Thursday, May 17, 2007
My first Blog
I'm not in Arizona yet, but I am anxiously awaiting the day I can leave. I look forward to this trip to try me to the max. I know that my heart is going to be broken (not the romantic kind of heart breaking but in a more spiritual sense) and frankly I'm scared. But don't tell anyone that. Shoot. I shouldn't have posted that online. Oh well. Openness. So refreshing. I have no idea what the future holds but a good friend of mine who has done missions before told me that whatever it is it is gonna be interesting...and life changing. I just hope it changes my life for the better. We're praying. Hopefully this blog will allow me to be more open with all of you. I know I appear to have a tough exterior but really I'm like caramel inside. mmmm...caramel. j/k.
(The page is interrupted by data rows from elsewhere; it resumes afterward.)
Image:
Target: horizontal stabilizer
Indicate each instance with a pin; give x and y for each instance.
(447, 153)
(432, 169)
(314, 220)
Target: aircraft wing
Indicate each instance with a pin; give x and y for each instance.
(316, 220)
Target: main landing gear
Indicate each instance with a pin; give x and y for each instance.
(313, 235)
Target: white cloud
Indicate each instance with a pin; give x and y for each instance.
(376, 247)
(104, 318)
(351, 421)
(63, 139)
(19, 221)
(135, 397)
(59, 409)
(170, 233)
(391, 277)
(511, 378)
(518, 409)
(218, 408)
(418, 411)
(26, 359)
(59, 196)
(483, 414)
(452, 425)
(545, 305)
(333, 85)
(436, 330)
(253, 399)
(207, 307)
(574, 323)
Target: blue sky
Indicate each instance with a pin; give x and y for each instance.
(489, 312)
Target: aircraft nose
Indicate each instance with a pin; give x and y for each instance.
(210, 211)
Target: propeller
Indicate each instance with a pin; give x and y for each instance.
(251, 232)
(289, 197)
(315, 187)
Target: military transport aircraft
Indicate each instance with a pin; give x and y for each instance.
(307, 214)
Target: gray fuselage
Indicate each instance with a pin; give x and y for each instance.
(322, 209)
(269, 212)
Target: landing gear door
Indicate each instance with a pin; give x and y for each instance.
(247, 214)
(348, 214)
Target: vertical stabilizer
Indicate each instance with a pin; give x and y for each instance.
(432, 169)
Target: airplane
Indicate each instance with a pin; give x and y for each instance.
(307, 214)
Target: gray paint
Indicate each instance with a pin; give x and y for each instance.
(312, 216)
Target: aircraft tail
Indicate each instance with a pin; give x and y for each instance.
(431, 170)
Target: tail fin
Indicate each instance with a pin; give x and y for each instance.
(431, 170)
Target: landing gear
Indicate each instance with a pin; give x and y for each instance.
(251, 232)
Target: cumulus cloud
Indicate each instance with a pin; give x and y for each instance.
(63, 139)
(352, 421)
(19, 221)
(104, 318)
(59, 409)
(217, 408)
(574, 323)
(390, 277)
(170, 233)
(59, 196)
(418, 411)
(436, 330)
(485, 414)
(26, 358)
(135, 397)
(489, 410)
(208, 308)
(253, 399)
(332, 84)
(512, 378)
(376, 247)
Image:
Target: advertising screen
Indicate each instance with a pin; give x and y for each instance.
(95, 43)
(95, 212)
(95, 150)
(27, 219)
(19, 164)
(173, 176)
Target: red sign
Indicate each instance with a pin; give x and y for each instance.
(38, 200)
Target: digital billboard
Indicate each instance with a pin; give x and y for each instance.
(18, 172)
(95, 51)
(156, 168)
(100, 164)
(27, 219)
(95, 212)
But yes, I know that God is preparing me to become more sensitive and caring because I know that is what BCM is going to need when I get back. Man, this is going to be hard...but good. I guess anything worth obtaining is worth going through difficulty. Vulnerability. It stinks. But it is required for growth. Gaaaaaah! I know I sound like a whiney baby. I guess you'll just have to get used to it. J/K. I'll try not to whine. I just have to get my feelings out. I feel vulnerable. I don't like vulnerability. Growth in the valley, right?